Firerock Golf Club
Architect: Thomas McBroom
Location: Komoka, Ont., Canada
Canadian architect Tom McBroom conceived of Firerock in 2003, and the course opened in mid-2004. It is interesting for a number of reasons. First of all, as a business, it is a mid-to-high end golf course built in an area (London, Ont.) with few such options. Secondly, and more to the point, McBroom’s bunkering technique make Firerock a real treat in places.
Take for example the first hole (above), a strong par-five opener. The tee shot is easy enough, bending to the right, but McBroom has used natural grasses and a unique greensite to create a good hole. Too bad the second, a rather bland par four with the standard use of a holding pond isn’t up to the same level.
While McBroom’s earlier courses used wild greens (giving him a lot of critics as well as fans), he’s toned it down over time. The only concern I have is that in toning down some features, he’s often created bland, uninteresting and safe golf — the types of courses built by owners with little experience in the game. But Firerock, Wildfire and the soon-to-open masterpiece Oviinbyrd (which few will ever see), prove he’s taken his designs to the next level. He’s also willing to experiment, like the use of the mound on the fourth hole at Firerock (see photo below).

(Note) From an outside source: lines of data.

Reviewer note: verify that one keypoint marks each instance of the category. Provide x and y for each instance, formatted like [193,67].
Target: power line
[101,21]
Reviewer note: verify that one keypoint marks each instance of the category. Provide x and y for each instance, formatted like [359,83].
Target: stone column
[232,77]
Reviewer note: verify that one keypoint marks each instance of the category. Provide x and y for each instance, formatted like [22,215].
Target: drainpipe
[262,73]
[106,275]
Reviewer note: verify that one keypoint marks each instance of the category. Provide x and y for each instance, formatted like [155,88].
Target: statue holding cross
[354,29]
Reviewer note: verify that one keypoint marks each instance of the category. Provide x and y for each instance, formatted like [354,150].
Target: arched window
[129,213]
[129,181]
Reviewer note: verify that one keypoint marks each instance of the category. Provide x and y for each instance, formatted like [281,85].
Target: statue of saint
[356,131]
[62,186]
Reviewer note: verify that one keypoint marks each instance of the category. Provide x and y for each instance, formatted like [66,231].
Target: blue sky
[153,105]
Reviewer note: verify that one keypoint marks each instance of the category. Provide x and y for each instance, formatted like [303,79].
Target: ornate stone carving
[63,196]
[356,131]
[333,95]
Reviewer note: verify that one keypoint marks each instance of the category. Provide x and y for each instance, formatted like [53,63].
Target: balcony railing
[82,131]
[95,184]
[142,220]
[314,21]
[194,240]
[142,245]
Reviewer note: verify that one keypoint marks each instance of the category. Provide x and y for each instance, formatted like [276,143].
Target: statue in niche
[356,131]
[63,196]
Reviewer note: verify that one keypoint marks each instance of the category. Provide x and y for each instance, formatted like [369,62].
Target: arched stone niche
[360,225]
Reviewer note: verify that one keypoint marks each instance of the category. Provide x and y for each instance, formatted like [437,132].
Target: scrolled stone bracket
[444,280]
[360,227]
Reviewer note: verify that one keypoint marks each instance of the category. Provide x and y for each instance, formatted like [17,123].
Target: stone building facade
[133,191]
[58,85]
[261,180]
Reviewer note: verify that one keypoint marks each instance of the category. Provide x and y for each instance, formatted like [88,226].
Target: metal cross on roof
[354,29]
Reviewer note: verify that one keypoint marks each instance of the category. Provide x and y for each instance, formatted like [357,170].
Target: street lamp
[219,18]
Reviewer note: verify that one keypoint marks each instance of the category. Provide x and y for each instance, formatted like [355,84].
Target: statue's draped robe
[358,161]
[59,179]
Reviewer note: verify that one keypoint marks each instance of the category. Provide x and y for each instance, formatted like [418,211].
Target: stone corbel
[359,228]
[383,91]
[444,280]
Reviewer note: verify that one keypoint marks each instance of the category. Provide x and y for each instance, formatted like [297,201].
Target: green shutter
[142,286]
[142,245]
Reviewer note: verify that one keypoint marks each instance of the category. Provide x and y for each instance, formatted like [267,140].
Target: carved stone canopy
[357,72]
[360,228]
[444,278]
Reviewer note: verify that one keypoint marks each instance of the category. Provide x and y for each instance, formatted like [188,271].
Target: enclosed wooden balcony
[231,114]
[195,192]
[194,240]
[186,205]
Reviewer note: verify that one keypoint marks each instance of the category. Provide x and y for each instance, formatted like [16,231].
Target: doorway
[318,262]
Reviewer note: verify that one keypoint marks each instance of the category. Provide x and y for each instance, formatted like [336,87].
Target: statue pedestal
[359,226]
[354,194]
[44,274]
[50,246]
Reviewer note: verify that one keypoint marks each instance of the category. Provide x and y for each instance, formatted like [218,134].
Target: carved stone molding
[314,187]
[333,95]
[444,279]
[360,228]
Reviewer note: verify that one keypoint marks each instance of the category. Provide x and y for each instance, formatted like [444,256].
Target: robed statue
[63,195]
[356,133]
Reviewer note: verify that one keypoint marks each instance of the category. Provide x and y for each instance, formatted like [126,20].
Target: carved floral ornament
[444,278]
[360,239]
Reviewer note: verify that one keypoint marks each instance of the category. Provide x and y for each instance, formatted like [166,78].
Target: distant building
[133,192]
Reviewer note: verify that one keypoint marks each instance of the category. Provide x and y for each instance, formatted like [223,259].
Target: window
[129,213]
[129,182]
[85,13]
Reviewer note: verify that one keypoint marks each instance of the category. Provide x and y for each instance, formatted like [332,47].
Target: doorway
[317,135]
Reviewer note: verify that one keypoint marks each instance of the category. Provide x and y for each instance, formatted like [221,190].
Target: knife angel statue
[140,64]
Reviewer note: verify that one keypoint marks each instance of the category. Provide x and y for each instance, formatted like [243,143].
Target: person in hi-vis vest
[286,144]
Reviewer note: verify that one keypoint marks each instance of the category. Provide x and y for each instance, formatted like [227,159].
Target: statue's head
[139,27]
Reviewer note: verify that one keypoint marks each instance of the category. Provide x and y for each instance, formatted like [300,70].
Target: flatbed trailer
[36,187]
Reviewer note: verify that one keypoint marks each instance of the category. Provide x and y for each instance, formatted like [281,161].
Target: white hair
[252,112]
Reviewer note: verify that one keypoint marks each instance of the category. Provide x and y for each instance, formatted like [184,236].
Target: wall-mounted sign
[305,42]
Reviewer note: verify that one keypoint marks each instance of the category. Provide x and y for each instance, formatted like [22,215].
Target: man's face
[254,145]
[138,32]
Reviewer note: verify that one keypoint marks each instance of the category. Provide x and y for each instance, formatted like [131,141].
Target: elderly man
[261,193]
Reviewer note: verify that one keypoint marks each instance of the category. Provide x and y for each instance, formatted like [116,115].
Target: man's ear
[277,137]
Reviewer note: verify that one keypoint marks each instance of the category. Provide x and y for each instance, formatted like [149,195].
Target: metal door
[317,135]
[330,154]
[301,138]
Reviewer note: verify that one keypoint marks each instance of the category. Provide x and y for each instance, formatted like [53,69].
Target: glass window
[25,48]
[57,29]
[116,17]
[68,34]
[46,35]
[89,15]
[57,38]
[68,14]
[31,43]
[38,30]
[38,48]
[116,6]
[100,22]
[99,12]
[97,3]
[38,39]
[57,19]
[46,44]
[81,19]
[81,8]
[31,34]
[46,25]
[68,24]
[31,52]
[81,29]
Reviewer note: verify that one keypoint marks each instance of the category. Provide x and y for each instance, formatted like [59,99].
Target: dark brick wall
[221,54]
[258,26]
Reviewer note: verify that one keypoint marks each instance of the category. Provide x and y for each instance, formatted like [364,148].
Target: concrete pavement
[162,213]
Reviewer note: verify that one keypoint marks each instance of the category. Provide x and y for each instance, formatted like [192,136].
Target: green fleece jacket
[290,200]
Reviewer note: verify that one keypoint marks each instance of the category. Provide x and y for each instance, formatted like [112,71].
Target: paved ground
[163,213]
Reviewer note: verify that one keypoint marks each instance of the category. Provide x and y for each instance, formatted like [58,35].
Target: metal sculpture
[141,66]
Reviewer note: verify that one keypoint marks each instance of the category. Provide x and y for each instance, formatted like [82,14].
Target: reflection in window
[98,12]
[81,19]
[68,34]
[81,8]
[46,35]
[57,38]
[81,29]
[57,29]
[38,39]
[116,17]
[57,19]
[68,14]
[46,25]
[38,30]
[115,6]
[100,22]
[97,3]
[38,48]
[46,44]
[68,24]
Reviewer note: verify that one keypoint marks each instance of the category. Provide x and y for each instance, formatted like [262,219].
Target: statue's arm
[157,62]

So does this make Firerock great? Far from it — it still has some lacklustre holes. But the best, like the 10th, a dogleg par four with a blind tee shot, are outstanding. Though some may find the 10th confusing (apparently McBroom was forced to make some alterations because of an archiological find during clearing), it offers a couple of options. You can play the tee shot straight down the fairway to the corner, leaving a downhill approach of around 200 yards, or one can tackle the corner with a driver, risking leaving it in the fescue, but also potentially providing a much shorter shot into an interesting green. Some may not appreciate the hole’s strategy the first time around, but it offers players options — exactly what a good golf hole should do.
The finishing hole, a par four that features a dramatically perched greensite, also looks awesome (I didn’t get a chance to play it — hopefully that’ll happen in the spring).
The worst sees McBroom mixing styles which leads to confusing themes. The best bits at Firerock are the hand worked bunkers — something McBroom seems to have picked up from the recent renovation at Toronto’s St. George’s, where he is a member.
There’s enough at Firerock to make it worth seeking out, especially if you have a chance to visit one of the area’s other great courses — like Donald Steel’s Redtail, or Stanley Thompson’s group which include Sunningdale, St. Thomas and Highlands.